Highway Patrol and the Kaleo Life
This week is Spring Break for schools in Oregon and we figured a fun way to kick-off the Spring Break week was to take our kids to the Rock-and-Worship Road Show in Portland (http://www.therockandworshiproadshow.com). Which we did and the kids all agreed was AWESOME!
But the concert was on Sunday afternoon. I am a pastor. I don’t get off the church campus until after 1pm. Portland is nearly a 2 hour drive from us. We were convinced we could make it in time if we but hurried. At 2:07 p.m. we were loaded in the minivan and hauling. . .and I mean hauling. . .to Portland. I felt like I was living a Mario Kart race. The Wii has nothing on the real thing! About 45 minutes into my race, while I’m making my move to the outside, timing it so I could lane-change back in front of the car without breaking my speed or rear-ending the car in the outside lane, a car 5 lengths in front does the same move but goes all the way onto the shoulder kicking up a blanket of dirt, dust and rock. Muttering a few choice thoughts under my breath as I drive a hole through the dirt cloud, my heart skips several beats as I realize I just passed a Highway Patrol car. It was an Oregon State Trooper who had quickly pulled to the shoulder of the road.

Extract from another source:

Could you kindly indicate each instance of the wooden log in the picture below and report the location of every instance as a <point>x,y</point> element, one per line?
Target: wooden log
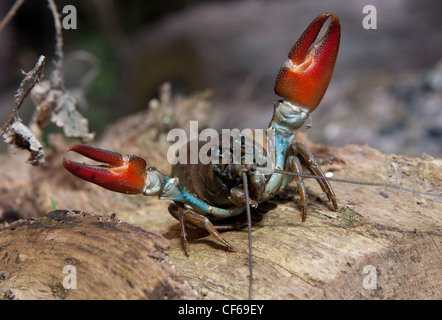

I cast a squinted smile at my wife. We were going to be sooo busted.
Well as I blew by the Patrol Car, she quickly re-entered the race, positioning herself two cars behind me. And like a good pace car at the Indy 500, everyone behind her slowed to below the posted speed limit sign. It was only a matter of moments and it became my van (loaded with my family), the Highway Patrolman, and then everyone else lined up dutiful behind the patrol car in mocked obedience. I set the van on cruise at 3 mph faster than the posted speed limit, moved to the center lane and waited for judgment day. . .and waited. . .and waited. . .and waited.
For 15 miles we traveled like this. Oh the irony. I had just preached that morning on being a Model of Christ-likeness and how important it is for us to consistently be that Model. And here I was, in my rush, compromising the very character of the One whose name I profess. For 15 miles we reflected. I prayed. And the Spirit of God recalibrated my heart.
After 15 miles, poof! The patrol car pulled off the road leaving me to my thoughts and my driving record untarnished. But I had learned a valuable lesson: life lived in obedience to God is radical when it is lived obediently in the small things. That’s Kaleo Life.
What lesson on obedience has God taught you lately?